Sunday, February 10, 2019 || By Igor Studenkov || @maywoodnews
Featured image: A vacant lot on 17th Avenue in Broadview, which the village hopes is the future site of affordable housing for seniors and veterans. | Google Maps
During a Feb. 4 regular meeting, the village of Broadview Board of Trustees approved a special use permit and a preliminary land lease deal necessary to allow Ross Financial Services to build a 70-unit, three-story affordable housing development for seniors and veterans at 2111 S. 17th Ave. in Broadview.

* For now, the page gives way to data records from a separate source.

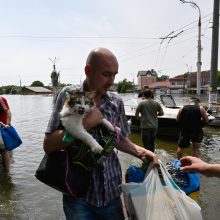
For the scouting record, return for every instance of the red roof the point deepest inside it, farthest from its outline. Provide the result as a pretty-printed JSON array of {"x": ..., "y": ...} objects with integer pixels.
[{"x": 164, "y": 84}]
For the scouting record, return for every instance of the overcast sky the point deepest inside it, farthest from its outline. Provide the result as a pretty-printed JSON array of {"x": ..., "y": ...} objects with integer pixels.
[{"x": 32, "y": 31}]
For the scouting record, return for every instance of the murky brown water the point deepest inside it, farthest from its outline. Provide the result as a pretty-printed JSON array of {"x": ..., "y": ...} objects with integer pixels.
[{"x": 22, "y": 197}]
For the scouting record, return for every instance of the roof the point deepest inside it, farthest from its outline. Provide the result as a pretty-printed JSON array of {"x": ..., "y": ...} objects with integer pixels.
[
  {"x": 38, "y": 89},
  {"x": 164, "y": 84},
  {"x": 147, "y": 72},
  {"x": 179, "y": 78}
]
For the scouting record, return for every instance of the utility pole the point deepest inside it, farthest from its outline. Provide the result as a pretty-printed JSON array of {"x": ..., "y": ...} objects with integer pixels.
[
  {"x": 199, "y": 62},
  {"x": 214, "y": 54},
  {"x": 55, "y": 78}
]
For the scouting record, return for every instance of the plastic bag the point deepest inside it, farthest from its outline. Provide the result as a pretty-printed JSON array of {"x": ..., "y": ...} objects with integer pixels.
[{"x": 158, "y": 197}]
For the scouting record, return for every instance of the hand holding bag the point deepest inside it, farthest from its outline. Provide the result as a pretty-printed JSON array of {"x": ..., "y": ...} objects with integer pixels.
[
  {"x": 10, "y": 137},
  {"x": 158, "y": 197}
]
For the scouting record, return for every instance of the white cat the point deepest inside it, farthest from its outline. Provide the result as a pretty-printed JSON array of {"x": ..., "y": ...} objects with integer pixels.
[{"x": 72, "y": 113}]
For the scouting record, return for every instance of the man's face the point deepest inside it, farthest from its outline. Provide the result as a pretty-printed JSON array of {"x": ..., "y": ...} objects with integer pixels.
[{"x": 102, "y": 76}]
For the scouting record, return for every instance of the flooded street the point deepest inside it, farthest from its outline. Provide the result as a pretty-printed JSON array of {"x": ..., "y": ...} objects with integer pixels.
[{"x": 23, "y": 197}]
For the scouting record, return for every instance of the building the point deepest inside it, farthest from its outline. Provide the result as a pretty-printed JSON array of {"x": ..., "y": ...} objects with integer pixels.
[
  {"x": 178, "y": 84},
  {"x": 30, "y": 90},
  {"x": 145, "y": 78}
]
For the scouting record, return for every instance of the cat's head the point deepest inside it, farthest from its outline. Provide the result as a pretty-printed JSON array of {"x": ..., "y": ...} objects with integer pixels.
[{"x": 79, "y": 102}]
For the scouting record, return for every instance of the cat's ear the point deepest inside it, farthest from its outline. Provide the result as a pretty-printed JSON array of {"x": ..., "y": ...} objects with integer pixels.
[
  {"x": 67, "y": 94},
  {"x": 92, "y": 94}
]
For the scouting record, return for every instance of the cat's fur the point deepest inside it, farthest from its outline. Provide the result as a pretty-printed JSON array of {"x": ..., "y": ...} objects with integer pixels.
[{"x": 72, "y": 113}]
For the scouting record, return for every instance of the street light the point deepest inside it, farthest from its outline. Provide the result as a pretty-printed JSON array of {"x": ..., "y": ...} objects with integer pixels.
[{"x": 199, "y": 62}]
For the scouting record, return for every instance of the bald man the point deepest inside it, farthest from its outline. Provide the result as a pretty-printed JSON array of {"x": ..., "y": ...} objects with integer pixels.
[{"x": 102, "y": 200}]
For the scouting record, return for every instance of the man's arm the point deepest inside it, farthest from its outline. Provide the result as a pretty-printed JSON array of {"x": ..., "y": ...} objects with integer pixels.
[
  {"x": 145, "y": 155},
  {"x": 178, "y": 117},
  {"x": 194, "y": 164},
  {"x": 160, "y": 112}
]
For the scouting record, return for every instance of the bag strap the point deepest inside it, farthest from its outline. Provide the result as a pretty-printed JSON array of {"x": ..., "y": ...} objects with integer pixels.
[{"x": 66, "y": 173}]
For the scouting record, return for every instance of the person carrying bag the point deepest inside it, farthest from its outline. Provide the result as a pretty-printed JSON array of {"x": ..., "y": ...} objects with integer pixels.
[{"x": 158, "y": 197}]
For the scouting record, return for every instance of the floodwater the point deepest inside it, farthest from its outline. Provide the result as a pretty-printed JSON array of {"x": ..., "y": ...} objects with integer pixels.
[{"x": 23, "y": 197}]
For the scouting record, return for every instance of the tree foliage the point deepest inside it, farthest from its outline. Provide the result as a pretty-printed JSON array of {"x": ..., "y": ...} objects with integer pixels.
[{"x": 37, "y": 83}]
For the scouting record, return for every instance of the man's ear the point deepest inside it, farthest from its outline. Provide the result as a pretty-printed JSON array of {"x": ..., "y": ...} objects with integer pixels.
[{"x": 87, "y": 70}]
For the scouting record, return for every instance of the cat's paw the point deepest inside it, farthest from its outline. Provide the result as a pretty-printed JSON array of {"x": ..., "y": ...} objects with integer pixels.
[
  {"x": 97, "y": 149},
  {"x": 117, "y": 129}
]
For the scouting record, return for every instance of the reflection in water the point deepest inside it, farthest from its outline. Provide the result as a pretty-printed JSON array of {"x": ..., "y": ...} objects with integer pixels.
[
  {"x": 23, "y": 197},
  {"x": 7, "y": 205}
]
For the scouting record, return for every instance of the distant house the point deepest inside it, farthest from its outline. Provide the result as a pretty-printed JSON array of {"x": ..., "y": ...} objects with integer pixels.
[
  {"x": 29, "y": 90},
  {"x": 145, "y": 78},
  {"x": 178, "y": 82},
  {"x": 160, "y": 87},
  {"x": 205, "y": 79}
]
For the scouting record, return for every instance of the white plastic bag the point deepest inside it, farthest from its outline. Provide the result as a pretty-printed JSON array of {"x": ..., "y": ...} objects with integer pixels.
[{"x": 152, "y": 200}]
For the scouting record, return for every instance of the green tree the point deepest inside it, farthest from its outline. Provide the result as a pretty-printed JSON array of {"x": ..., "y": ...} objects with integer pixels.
[{"x": 37, "y": 83}]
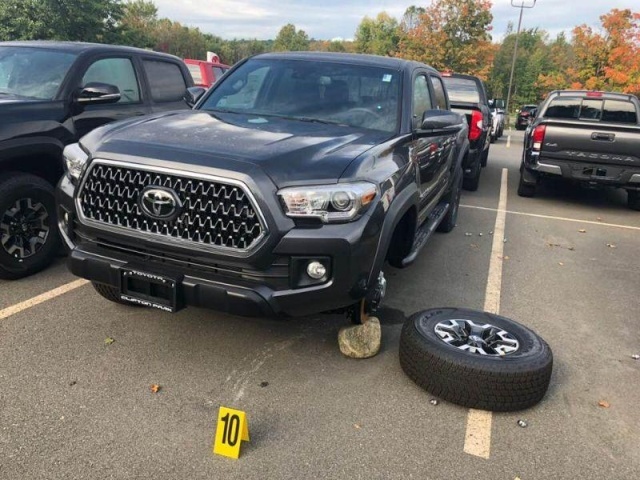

Ross Financial has been contracted to build and manage the development, and it will team up with an area non-profit to provide programming. But in order for the project to proceed, it must first qualify for a combination of federal funds and state tax credits. Some of that prospective funding required the board to pass a resolution that would signal that the village is prepared to lease the land to Ross Financial.
While the Special Use permit application was approved unanimously, Trustee John Ealey voted against the land lease resolution. Even though the village attorney repeatedly emphasized that the resolution doesn’t actually create a lease — something that will be finalized should the project get the government funding — Ealey said he was concerned that the process was happening too quickly and without public input.
The Village of Broadview and Ross Financial intend to fund the project through some combination of federal Low Income Housing Tax Credits and Illinois Affordable Housing Tax Credits. Both are administered on the local level by the Illinois Housing Development Authority.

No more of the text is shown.